FAQ: Simulating sand, grains and other gritty materials.


•  How do I simulate sand/grains/etc?

Granular forces can be applied to particles using a Particle Physics operator. By changing the collision/cohesion settings, you can influence how individual particles will interact with each other.

Addition inter-particle bindings can be added using a Particle Bind operator. By using a combination of Particle Physics and Particle Bind operators, you can simulate any number of different materials: dry sand, wet sand, dirt, clay, mud, dust, etc.

•  Why are my granular particles so unstable?

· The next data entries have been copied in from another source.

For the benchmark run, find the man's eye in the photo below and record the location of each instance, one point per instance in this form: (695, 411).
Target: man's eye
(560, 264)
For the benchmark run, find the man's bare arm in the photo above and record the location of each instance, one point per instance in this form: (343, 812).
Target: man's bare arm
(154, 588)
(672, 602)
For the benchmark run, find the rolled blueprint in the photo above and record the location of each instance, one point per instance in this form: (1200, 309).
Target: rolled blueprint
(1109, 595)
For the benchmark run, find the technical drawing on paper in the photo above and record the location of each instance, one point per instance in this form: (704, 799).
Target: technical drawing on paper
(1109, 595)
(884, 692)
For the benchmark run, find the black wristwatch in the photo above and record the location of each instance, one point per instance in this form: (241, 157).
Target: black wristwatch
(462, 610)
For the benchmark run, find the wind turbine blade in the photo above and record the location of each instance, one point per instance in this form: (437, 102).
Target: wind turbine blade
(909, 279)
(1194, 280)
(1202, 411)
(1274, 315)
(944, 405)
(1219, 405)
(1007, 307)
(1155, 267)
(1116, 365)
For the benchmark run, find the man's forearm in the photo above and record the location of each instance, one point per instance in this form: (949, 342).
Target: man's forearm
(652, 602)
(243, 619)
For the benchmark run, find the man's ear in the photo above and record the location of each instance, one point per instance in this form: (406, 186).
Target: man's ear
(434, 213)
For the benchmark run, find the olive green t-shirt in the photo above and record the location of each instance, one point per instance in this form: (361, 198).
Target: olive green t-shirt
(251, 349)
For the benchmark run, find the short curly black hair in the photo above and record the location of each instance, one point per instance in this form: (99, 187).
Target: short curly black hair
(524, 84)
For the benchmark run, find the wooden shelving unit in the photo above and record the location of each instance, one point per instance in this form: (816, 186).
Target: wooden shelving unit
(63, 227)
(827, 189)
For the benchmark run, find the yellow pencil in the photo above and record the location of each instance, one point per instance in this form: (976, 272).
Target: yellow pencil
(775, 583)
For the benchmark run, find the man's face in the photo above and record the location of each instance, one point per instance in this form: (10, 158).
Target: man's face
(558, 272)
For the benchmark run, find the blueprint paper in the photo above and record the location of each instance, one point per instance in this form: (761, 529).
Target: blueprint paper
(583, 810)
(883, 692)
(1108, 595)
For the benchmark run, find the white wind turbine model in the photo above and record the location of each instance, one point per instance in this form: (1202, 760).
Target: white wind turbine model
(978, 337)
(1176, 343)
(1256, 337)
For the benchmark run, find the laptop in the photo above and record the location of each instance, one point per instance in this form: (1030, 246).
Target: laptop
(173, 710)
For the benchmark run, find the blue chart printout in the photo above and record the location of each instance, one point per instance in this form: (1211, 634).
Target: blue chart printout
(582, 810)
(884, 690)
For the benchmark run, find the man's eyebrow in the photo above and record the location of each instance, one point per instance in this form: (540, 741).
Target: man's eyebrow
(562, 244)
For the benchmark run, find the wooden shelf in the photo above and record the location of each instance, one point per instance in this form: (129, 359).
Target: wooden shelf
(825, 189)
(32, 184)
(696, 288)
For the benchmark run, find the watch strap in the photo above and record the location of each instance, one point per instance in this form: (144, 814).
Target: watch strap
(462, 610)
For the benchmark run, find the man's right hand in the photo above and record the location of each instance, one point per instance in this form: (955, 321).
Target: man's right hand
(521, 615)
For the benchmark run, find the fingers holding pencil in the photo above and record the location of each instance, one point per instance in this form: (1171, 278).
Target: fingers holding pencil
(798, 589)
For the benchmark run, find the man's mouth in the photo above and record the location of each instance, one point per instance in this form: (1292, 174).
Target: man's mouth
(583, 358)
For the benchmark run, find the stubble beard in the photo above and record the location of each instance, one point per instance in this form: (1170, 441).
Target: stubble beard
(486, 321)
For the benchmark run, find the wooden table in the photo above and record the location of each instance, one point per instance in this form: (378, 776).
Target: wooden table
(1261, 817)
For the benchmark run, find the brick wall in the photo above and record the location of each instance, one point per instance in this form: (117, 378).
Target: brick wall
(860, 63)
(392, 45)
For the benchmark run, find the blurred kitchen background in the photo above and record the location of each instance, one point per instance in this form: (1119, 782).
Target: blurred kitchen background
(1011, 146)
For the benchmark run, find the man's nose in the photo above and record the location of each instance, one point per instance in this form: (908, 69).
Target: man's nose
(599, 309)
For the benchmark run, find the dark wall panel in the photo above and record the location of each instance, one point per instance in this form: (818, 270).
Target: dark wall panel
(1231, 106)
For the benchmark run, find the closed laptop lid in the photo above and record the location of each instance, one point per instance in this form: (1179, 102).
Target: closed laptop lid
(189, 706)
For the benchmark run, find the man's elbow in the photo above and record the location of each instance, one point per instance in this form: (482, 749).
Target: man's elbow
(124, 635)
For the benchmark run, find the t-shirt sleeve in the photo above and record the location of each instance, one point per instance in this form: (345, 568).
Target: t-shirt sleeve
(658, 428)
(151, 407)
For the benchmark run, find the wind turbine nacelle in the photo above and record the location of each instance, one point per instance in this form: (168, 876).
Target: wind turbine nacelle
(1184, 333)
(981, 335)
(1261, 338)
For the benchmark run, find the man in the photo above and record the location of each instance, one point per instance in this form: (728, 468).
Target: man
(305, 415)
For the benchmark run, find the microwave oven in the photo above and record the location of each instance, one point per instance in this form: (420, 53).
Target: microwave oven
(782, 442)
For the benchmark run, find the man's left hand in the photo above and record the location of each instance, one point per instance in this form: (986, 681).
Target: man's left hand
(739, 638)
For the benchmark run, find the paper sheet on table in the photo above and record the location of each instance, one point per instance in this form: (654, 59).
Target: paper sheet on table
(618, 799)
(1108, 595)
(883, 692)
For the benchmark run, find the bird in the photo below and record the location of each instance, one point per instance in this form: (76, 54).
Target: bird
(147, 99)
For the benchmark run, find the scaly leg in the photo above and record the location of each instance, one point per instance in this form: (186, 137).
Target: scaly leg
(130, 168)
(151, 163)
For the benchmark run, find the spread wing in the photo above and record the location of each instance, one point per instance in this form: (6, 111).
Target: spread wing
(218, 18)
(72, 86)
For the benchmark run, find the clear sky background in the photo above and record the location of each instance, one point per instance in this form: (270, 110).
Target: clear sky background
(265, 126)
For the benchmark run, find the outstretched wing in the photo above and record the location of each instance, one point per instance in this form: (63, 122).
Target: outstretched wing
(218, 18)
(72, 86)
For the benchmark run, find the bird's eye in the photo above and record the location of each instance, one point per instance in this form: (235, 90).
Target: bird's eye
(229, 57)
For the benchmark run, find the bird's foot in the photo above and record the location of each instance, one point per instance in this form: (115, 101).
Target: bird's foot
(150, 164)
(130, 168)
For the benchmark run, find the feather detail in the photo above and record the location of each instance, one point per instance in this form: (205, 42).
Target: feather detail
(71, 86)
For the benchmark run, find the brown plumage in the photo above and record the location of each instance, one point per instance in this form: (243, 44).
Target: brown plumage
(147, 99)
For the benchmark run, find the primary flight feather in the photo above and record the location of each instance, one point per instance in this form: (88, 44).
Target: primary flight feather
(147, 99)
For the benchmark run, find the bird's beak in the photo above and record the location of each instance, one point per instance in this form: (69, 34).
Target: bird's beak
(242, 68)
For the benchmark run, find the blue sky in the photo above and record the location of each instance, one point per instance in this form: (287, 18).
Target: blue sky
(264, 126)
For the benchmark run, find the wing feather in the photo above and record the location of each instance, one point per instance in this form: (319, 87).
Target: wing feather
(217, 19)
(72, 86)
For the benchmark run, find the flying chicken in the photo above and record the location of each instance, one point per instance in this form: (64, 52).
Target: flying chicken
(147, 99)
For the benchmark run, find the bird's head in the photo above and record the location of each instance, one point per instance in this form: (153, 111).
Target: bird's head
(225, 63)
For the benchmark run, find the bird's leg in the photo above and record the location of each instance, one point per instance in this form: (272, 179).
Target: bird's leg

While granular simulations don’t typically require a high number of Particle Bind Solver steps (5-10 is usually more than enough), they do require a high number of overall simulation substeps. A value of at least “14 frame” is usually necessary, with values of “18 frame” or even “116 frame” sometimes being necessary to maintain simulation stability when a lot of dense particle stacking is occurring. The number of overall simulation substeps necessary is usually dependent on the overall strength of gravity in the simulation, and the size of the granular particles. The smaller the particles, the more substeps are required to keep them stable.

You can also alleviate some stability issues independent of the solver step count by increasing inter-particle collision tolerance, and increasing the collision mass z-bias, within the Particle Physics operator.

•  How do I increase framerate when displaying my granular particles in the viewport?

Granular simulations often feature huge numbers of particles, but trying to display so many individual pieces of geometry in the viewport (even with GPU instancing) can be a frustratingly laggy process.

tyFlow’s Display operator has a “Sprite” mode, designed specifically for granular simulations. When displaying particles as sprites, they will appear as spheres in the viewport, whose size is determined by each particle’s scale value. The spheres are not fully geometric though – they are actually just 2D textures projected on camera-facing planes. So instead of rendering hundreds/thousands of triangles for each granular particle’s mesh, the GPU only needs to render two. This provides a massive performance boost in the viewport, and makes it easy to visualize granular simulations at a reasonable framerate.

Viewport sprites are not renderable. If you wish to render granular particles, you will still need to assign appropriate Shape/Mesh operators to the flow.